In 2016, 77 percent of Los Angeles voters approved a $1.2 billion bond for the construction of 10,000 units that were supposed to help solve the city’s homelessness crisis. It was the vanguard of the “Housing First” approach policy that became popular with many California metro areas, including Santa Clara County. It has been a bust, explains Christopber Rufo in National Review.

Five years ago, influential Los Angeles leaders claimed that rising rents had thrown people onto the streets and that by providing free “permanent supportive housing,” cities could reduce the number of people on the streets.

In the years since, “Housing First” has taken even greater hold around the West Coast, as cities including Seattle and San Francisco are preparing to commit billions of dollars to a program whose track record remains woefully underexamined. 

But the project has been plagued by construction delays, massive cost overruns, and accusations of corruption. The Los Angeles city controller issued a scathing report, “The High Cost of Homeless Housing,” which shows that some studio and one-bedroom apartments were costing taxpayers more than $700,000 each, with 40 percent of total costs devoted to consultants, lawyers, fees, and permitting. The project is a boon for real-estate developers and a constellation of nonprofits and service providers, but a boondoggle for taxpayers. Meanwhile, unsheltered homelessness has increased 41 percent. Even if one accepts that permanent supportive housing is the solution, there are currently more than 66,000 homeless people in Los Angeles County.

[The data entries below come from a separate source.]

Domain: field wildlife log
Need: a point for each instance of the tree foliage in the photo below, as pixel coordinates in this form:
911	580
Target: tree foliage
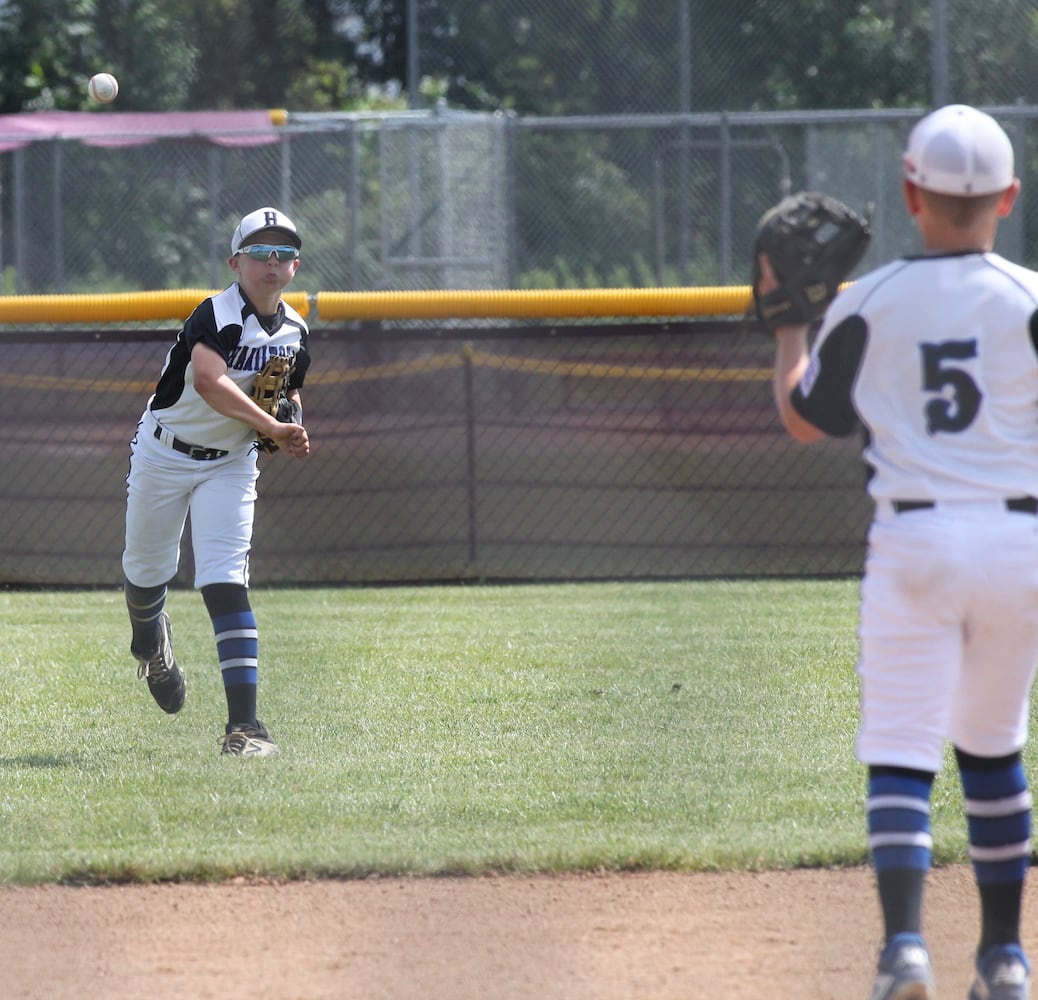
531	56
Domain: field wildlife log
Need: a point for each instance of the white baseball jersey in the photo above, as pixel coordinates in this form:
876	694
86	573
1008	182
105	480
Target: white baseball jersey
228	324
936	357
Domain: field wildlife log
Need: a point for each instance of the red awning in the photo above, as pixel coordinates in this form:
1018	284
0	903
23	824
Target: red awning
137	128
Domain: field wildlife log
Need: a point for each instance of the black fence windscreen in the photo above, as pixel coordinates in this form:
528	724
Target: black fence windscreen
576	452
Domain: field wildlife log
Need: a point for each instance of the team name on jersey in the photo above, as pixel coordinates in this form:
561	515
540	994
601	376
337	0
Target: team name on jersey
253	358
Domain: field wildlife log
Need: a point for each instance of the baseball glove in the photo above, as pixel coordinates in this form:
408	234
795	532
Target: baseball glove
270	393
813	242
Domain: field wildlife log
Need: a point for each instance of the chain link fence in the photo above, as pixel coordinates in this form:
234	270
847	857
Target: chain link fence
599	452
463	201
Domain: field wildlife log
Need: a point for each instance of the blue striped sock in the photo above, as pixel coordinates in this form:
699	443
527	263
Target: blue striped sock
998	806
238	648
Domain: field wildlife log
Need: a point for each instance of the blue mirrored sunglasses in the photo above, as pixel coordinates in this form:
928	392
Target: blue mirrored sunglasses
263	251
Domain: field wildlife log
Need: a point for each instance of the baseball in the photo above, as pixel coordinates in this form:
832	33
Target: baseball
103	87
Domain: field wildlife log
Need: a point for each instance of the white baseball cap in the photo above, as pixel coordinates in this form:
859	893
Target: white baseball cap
266	218
958	150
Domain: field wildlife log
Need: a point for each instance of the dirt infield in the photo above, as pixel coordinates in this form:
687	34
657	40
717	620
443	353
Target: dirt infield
809	935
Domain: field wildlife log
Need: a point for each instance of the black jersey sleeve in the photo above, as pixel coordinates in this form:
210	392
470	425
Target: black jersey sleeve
824	396
201	327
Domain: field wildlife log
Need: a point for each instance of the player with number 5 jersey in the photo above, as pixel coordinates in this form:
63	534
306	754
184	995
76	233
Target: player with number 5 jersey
934	358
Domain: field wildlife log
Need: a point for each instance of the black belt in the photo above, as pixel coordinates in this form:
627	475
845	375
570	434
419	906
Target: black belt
1021	505
192	451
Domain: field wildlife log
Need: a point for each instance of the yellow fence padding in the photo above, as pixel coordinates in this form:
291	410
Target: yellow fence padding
570	303
114	307
344	306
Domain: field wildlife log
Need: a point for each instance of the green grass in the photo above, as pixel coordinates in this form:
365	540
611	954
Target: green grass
445	729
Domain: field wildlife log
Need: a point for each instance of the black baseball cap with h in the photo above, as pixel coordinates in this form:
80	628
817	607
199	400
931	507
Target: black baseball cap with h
262	220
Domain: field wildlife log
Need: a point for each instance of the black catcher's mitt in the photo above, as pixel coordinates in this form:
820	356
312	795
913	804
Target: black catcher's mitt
270	393
813	242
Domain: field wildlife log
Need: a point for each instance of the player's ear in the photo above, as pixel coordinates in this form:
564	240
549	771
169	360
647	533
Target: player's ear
1008	198
911	197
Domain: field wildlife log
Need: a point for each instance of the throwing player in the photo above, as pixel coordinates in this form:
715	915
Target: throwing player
195	451
935	357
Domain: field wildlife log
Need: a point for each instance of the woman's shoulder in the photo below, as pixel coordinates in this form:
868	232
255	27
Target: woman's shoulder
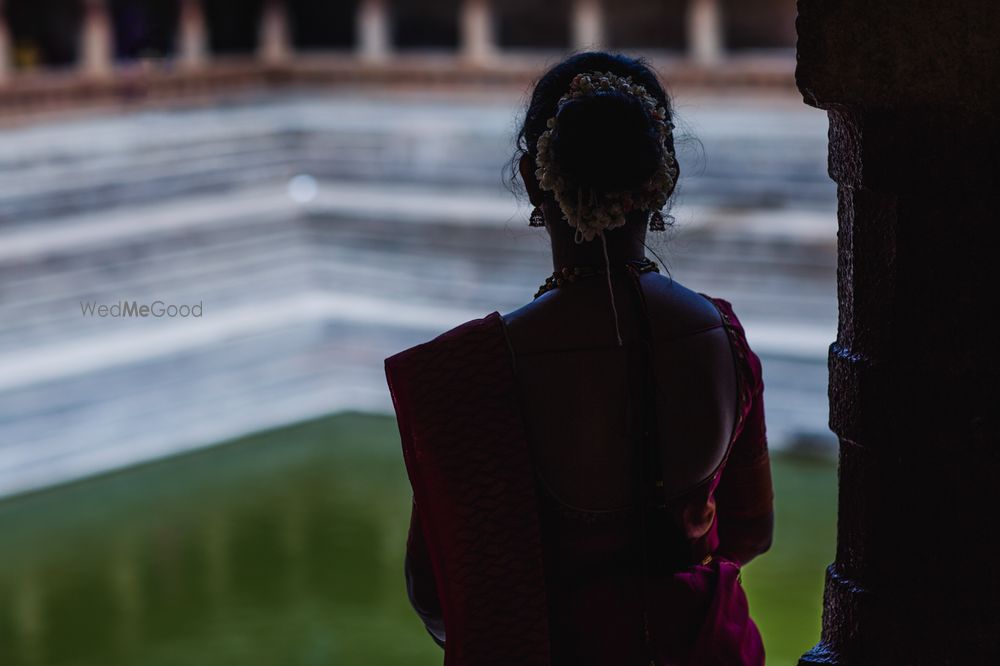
674	310
475	333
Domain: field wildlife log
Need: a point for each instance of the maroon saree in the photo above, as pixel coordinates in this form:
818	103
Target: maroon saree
467	459
475	560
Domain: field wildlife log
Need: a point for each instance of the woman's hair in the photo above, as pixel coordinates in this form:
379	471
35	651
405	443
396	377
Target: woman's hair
605	142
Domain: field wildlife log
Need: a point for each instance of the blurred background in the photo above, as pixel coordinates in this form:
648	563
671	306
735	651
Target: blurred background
326	183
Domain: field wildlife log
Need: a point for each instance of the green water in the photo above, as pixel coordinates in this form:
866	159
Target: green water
286	548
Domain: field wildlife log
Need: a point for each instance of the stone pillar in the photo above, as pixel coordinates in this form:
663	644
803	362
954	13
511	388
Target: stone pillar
478	40
704	31
912	90
192	31
275	46
4	46
96	40
588	24
373	30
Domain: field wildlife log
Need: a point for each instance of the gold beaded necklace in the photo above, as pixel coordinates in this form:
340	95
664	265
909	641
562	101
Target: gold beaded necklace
569	274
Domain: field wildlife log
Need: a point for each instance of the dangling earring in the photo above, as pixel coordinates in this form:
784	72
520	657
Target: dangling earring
656	221
537	218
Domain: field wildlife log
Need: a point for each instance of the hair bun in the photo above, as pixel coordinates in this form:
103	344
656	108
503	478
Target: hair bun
606	142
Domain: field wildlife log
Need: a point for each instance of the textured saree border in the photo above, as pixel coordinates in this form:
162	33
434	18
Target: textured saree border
467	458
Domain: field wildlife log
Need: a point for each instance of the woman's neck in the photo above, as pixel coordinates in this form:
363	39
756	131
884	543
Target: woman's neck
622	246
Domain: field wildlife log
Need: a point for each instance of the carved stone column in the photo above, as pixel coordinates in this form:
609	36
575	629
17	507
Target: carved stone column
588	24
704	25
275	46
96	40
374	43
478	40
4	46
912	90
192	34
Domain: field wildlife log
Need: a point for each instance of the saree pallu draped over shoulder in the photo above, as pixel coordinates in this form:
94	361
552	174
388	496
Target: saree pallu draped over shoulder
475	559
473	483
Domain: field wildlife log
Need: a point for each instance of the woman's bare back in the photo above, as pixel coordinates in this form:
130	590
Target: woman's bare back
579	388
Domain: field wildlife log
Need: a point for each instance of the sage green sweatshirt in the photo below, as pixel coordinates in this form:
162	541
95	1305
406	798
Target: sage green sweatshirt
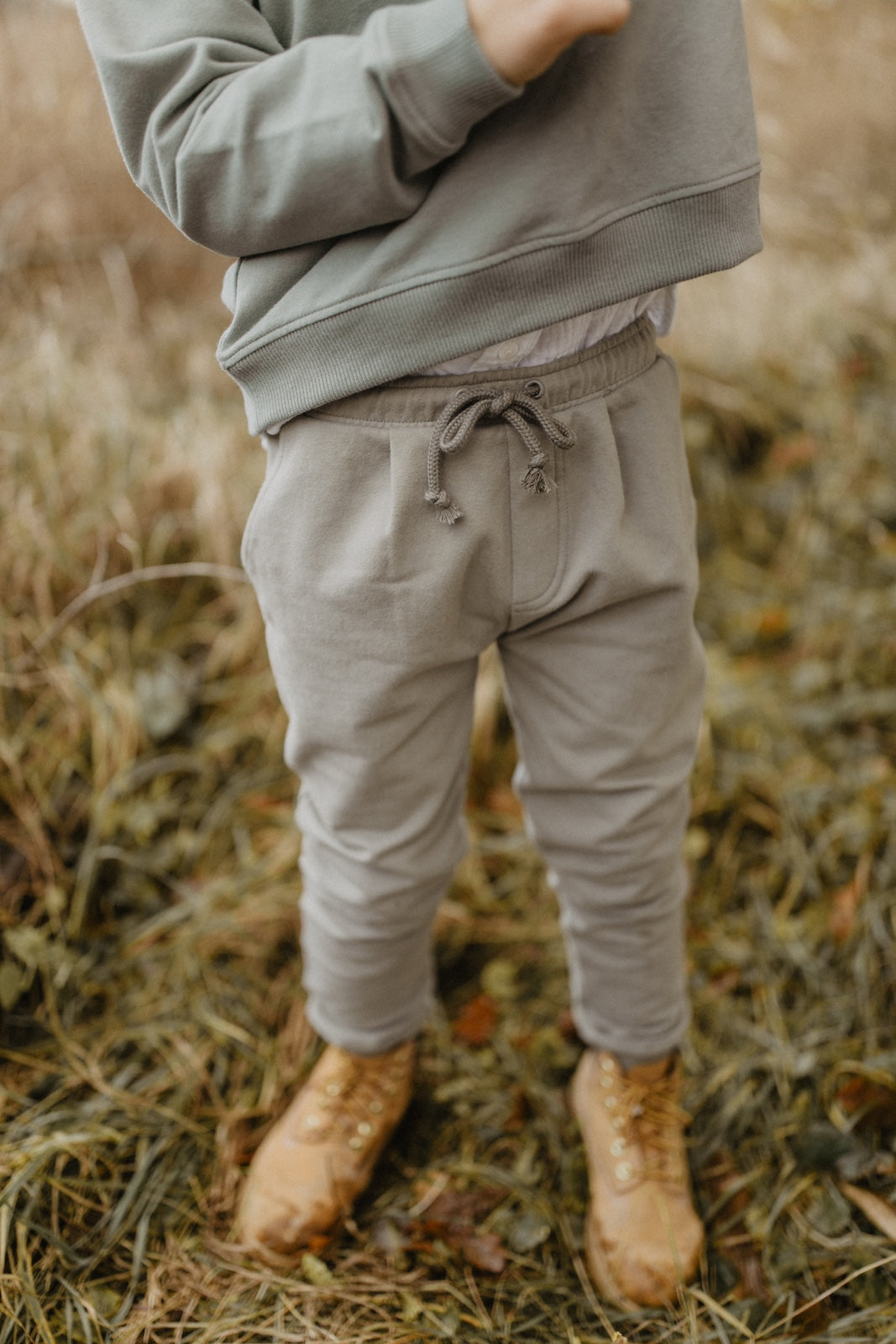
396	203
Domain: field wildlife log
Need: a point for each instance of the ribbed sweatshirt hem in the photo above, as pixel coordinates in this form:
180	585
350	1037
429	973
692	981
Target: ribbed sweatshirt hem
394	333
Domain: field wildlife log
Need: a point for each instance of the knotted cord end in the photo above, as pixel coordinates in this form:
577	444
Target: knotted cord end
445	510
535	481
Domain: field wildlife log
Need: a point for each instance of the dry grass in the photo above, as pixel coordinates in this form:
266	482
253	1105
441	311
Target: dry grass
148	979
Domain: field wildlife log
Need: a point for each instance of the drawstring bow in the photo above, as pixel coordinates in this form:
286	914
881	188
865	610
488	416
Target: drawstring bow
459	418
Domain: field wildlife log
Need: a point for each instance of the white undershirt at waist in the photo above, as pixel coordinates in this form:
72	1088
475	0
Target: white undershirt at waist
559	339
566	338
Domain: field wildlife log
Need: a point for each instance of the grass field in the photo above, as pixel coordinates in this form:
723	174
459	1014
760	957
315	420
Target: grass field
148	981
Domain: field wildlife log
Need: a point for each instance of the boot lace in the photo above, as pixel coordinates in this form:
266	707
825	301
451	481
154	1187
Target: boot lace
352	1101
654	1122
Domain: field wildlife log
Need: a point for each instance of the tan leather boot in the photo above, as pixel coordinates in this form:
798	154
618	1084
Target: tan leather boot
320	1155
642	1236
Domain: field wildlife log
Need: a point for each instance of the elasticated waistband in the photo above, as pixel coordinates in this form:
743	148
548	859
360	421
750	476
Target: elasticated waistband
591	373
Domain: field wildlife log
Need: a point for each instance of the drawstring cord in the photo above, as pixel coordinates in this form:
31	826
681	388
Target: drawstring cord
459	418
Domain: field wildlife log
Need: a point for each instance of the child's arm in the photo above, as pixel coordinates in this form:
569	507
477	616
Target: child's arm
251	148
521	38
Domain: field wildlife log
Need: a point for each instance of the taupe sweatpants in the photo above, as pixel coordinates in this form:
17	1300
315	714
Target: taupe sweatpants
375	616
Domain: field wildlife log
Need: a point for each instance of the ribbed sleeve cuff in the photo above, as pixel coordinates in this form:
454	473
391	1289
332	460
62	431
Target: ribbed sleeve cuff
434	73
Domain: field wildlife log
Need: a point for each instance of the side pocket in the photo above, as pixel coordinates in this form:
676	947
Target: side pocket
275	449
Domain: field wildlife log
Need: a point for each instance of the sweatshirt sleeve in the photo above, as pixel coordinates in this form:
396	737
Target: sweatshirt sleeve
249	147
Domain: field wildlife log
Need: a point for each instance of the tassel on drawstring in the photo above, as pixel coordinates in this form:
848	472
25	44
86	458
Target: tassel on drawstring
535	481
445	510
459	418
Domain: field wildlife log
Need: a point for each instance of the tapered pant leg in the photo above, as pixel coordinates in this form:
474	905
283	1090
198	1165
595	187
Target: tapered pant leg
374	624
606	692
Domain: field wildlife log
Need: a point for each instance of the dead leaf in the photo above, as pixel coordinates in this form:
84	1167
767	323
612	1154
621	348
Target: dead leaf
476	1021
848	900
736	1243
875	1209
453	1216
868	1101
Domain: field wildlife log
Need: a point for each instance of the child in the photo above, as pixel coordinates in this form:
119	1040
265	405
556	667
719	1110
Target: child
459	222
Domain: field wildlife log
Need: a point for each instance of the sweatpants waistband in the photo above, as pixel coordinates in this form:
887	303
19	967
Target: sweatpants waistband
590	373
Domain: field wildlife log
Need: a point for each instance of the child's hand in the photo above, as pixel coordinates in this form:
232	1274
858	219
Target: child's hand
521	38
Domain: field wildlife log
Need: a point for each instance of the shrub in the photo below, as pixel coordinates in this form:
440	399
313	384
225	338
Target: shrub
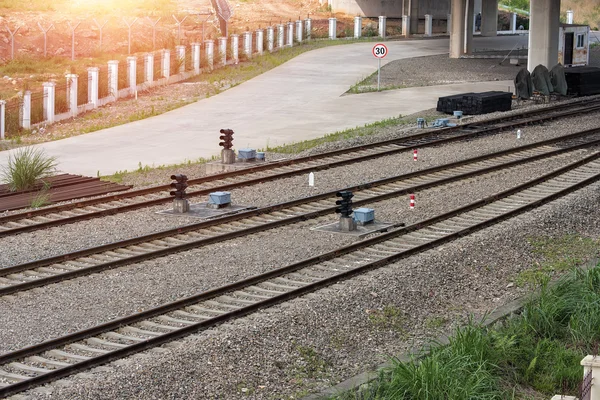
26	166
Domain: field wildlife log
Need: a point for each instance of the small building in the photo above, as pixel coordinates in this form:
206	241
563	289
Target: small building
573	45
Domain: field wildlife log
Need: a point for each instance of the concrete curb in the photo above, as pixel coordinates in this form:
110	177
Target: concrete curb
368	376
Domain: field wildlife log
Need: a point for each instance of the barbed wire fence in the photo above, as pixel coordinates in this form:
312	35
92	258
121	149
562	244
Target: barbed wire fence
84	38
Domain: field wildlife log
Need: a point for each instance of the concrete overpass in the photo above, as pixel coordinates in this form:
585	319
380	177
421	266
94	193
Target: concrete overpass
460	15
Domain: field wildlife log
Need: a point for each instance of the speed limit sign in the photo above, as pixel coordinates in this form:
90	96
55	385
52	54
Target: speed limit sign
380	50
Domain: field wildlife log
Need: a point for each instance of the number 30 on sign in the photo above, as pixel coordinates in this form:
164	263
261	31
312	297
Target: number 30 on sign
380	50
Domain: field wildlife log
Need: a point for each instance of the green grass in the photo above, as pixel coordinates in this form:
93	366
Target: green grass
538	350
25	167
257	65
366	130
558	255
130	7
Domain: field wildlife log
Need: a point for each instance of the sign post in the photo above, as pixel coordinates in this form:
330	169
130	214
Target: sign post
379	51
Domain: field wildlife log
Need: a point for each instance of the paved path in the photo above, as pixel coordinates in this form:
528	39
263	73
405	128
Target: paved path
298	100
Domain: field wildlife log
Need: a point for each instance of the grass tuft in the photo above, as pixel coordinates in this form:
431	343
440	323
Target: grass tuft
26	166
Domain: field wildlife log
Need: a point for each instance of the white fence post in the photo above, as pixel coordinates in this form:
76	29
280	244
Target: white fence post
149	68
132	74
299	31
280	35
72	93
357	27
93	86
209	46
235	46
196	57
290	34
332	28
223	50
591	365
382	26
428	24
260	41
2	118
270	38
513	22
49	93
181	58
166	63
405	25
26	110
248	44
113	78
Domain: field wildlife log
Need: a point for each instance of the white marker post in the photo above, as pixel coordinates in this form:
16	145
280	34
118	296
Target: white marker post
379	51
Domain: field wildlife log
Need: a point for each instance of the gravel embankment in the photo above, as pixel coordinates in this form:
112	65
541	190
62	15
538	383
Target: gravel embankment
312	342
322	338
55	241
100	297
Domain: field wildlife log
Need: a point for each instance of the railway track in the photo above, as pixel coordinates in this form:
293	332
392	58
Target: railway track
56	358
98	207
84	262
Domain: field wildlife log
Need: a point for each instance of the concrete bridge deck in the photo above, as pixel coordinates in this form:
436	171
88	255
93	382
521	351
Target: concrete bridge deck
295	101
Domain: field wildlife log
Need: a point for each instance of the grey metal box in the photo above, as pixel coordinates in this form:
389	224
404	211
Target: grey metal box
219	198
246	154
364	215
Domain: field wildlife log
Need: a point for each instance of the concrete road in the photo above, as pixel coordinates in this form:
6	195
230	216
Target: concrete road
301	99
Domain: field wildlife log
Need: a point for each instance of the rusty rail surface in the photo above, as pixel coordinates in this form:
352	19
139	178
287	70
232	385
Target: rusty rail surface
112	255
94	208
56	189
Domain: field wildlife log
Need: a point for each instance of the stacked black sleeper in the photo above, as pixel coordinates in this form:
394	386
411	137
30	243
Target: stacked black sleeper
583	81
476	103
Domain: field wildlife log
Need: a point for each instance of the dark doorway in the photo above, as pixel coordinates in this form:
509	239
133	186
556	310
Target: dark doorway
568	54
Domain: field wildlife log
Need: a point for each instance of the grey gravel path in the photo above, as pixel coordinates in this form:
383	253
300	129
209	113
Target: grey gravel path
87	301
59	240
320	339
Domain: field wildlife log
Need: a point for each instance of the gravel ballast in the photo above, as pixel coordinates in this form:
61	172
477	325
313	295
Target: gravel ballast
322	338
59	240
318	340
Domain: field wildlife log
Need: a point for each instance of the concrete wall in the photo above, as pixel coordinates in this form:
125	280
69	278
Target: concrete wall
369	8
437	8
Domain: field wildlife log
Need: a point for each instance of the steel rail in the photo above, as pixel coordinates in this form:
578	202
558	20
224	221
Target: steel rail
472	130
278	222
569	178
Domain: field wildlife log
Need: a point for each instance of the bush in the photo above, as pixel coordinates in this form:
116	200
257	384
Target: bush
26	166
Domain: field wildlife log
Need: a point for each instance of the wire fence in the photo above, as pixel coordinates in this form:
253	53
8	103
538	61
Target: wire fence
61	103
182	58
79	38
103	76
37	106
13	115
82	89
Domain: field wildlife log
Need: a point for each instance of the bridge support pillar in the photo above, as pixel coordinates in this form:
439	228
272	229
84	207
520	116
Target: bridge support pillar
544	22
489	18
470	26
458	26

Political leaders, activists, and academics have insisted that Housing First is an “evidence-based” intervention that reduces homelessness, saves taxpayer money, and improves lives. Supporters frequently argue that the program reduced costs in a study of chronic alcoholics in Seattle, consistently demonstrates high retention rates in multiple academic surveys, and eliminated chronic homelessness in Utah.

These studies, however, are not as persuasive as activists suggest. Although the study of chronic alcoholics in Seattle does show a net reduction in monthly social service costs of $2,449 per person, this figure does not include $11 million in capital and construction costs for the housing units themselves; in other words, Housing First saves money if the cost of housing is not included.